Aspire of western New York held their Arts for Inclusion Workshop at the Fredonia Technology Incubator last Friday morning.

Aspire is an organization that helps those with developmental disabilities learn how to live independently and recognize their full potential.

Their mission with this workshop was to show the impact of art in our community and how it creates a sense of belonging for the disabled.

iXpress is the art program that Aspire offers to the community.

It includes all forms of art from sculpting and painting to theater and videography.

The artists that iXpress works with are not always able to express how they feel.

Through the program, they are able to tell their stories and shared experiences through the artwork that they make.

One of the benefits this talk emphasized was the relationship that is built between the artists that Aspire serves and their artistic instructors.

Many of the artists in the program lack the skills to create the art they want to on their own.

Due to this, they are often linked with a mentor to help make their pieces.

Alex Glenfield, an Aspire art instructor, believes that this bond is crucial.

“There is a relationship between the artist and instructor that becomes a friendship,” he said.
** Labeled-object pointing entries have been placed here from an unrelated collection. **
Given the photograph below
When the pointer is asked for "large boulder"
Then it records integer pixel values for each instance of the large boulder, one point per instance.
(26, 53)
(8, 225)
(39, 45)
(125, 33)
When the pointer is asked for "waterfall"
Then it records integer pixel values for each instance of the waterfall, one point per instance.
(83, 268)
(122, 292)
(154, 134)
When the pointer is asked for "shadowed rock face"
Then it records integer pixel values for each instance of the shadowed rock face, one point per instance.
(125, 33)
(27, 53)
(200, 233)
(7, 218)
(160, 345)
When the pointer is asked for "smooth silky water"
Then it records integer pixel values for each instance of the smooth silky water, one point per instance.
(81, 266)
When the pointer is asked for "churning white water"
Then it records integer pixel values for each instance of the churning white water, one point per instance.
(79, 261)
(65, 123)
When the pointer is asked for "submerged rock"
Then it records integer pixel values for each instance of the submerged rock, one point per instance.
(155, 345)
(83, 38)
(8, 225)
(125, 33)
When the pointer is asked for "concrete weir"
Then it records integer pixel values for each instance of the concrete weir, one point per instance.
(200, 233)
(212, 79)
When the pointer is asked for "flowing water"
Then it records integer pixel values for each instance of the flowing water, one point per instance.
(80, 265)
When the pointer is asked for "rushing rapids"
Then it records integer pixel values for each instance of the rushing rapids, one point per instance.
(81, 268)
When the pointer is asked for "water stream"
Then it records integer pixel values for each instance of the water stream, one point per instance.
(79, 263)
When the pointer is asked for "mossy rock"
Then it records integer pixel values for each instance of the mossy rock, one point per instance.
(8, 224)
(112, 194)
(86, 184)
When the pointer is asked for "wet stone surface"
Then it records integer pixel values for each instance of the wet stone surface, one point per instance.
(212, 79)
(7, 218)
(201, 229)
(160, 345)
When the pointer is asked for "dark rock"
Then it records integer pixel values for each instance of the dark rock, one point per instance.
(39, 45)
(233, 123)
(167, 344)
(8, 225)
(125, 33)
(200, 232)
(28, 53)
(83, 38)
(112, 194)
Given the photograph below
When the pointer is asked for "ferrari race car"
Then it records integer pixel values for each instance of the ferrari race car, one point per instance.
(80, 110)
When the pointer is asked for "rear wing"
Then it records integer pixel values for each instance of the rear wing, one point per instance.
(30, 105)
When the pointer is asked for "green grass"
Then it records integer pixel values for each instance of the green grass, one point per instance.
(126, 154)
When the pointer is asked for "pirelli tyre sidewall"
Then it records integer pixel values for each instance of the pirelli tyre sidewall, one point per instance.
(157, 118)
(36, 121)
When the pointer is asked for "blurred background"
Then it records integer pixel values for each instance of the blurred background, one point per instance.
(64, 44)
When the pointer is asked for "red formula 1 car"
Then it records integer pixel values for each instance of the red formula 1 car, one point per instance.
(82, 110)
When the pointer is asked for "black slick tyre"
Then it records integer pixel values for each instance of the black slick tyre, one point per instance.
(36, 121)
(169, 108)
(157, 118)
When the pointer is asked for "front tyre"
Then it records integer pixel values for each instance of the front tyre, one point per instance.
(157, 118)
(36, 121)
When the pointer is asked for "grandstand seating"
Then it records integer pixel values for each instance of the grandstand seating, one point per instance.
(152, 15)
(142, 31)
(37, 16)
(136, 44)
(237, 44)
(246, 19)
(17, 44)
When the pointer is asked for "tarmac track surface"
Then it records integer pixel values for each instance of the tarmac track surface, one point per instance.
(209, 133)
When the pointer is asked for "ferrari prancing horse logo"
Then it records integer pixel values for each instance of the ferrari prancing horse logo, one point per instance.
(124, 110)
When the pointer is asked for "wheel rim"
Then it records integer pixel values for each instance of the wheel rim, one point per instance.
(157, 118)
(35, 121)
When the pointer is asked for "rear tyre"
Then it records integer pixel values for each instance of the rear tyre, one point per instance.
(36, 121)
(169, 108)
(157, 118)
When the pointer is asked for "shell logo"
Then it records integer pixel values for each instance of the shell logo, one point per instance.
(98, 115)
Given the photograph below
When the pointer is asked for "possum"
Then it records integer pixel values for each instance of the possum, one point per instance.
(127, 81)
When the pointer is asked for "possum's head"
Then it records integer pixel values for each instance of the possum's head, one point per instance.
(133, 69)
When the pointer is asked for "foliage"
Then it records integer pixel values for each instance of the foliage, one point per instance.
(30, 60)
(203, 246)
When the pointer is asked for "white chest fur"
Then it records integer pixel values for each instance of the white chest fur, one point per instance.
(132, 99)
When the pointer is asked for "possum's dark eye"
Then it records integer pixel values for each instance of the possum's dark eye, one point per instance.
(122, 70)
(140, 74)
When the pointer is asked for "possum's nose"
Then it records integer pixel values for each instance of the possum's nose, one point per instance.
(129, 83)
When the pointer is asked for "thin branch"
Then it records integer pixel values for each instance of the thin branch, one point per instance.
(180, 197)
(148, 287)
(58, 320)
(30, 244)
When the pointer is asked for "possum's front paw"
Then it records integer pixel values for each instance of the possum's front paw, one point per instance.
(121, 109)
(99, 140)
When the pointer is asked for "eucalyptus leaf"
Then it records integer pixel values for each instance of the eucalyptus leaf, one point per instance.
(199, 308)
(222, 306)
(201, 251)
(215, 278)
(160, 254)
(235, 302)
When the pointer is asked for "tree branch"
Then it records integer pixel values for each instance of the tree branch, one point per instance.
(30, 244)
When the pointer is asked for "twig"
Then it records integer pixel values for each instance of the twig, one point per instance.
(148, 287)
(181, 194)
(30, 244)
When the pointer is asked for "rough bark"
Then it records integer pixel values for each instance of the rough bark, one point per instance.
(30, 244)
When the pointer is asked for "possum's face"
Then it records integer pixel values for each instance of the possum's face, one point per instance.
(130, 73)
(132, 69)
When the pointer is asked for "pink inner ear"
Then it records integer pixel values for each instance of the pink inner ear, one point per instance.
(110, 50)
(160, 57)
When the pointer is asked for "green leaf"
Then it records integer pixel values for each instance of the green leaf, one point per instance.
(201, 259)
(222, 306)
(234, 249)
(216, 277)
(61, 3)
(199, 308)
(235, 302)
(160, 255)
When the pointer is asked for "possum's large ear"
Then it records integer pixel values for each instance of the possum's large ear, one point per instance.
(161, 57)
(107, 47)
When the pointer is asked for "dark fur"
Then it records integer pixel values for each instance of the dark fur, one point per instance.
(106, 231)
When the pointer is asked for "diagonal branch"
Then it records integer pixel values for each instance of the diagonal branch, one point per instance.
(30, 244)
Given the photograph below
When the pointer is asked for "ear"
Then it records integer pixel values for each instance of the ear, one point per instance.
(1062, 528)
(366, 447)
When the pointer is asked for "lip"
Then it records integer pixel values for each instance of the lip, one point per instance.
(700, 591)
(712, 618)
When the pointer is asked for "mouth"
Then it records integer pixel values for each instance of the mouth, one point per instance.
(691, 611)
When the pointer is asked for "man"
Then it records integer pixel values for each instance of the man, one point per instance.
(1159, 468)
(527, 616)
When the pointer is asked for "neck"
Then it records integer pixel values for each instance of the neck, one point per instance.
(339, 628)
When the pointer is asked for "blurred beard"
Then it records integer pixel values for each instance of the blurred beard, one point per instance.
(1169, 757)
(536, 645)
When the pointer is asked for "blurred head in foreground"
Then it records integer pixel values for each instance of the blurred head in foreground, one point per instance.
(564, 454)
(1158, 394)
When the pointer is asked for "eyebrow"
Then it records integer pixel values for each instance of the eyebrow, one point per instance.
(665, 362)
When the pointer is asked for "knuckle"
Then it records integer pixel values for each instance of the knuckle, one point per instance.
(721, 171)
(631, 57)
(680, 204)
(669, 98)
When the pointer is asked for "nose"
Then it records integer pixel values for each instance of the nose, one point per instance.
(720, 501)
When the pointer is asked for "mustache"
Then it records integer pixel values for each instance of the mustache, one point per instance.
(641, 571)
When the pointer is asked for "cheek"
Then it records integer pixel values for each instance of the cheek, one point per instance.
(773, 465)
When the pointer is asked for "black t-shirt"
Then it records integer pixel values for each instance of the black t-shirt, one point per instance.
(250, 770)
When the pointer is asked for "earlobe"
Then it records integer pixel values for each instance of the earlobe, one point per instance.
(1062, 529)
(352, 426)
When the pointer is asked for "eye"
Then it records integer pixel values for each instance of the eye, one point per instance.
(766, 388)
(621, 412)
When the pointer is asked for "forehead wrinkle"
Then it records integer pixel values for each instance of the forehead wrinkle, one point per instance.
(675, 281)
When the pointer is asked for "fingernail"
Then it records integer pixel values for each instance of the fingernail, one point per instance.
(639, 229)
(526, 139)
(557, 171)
This is just one of the aspects the program has that helps the disabled feel included in society.

The workshop included a tour of the gallery featuring artwork made by iXpress artists.

It also featured a screening of a short film created using humor to help explain the differences between the worlds of people with handicaps and the rest of their community.

The second part of the workshop focused on the Spirit Gallery, a new innovative idea that iXpress has developed.

Heath Bartle, also an art instructor with iXpress, proposed the idea for this new gallery.

Through this, he hopes that people with and without disabilities can integrate together and no longer be two separate worlds.

“This gallery is designed to familiarize the community with the exceptional abilities of disabled artists while at the same time showcasing artists from the community without disabilities,” said Bartle in his proposal for the Spirit Gallery. “All work shown in the gallery will go through a judging process by the gallery director and staff of the gallery who will include artists to keep the standards of the gallery unbiased.”

It will also include a store to sell merchandise, conduct workshops and run an art rental program where restaurants and businesses can rent collections to put on display.

iXpress hopes that many artists involved will also become art instructors and help artists who need it.

The development of the Spirit Gallery is currently underway.

It will not be a place for those with disabilities but a place that is open to everyone, disabled or not.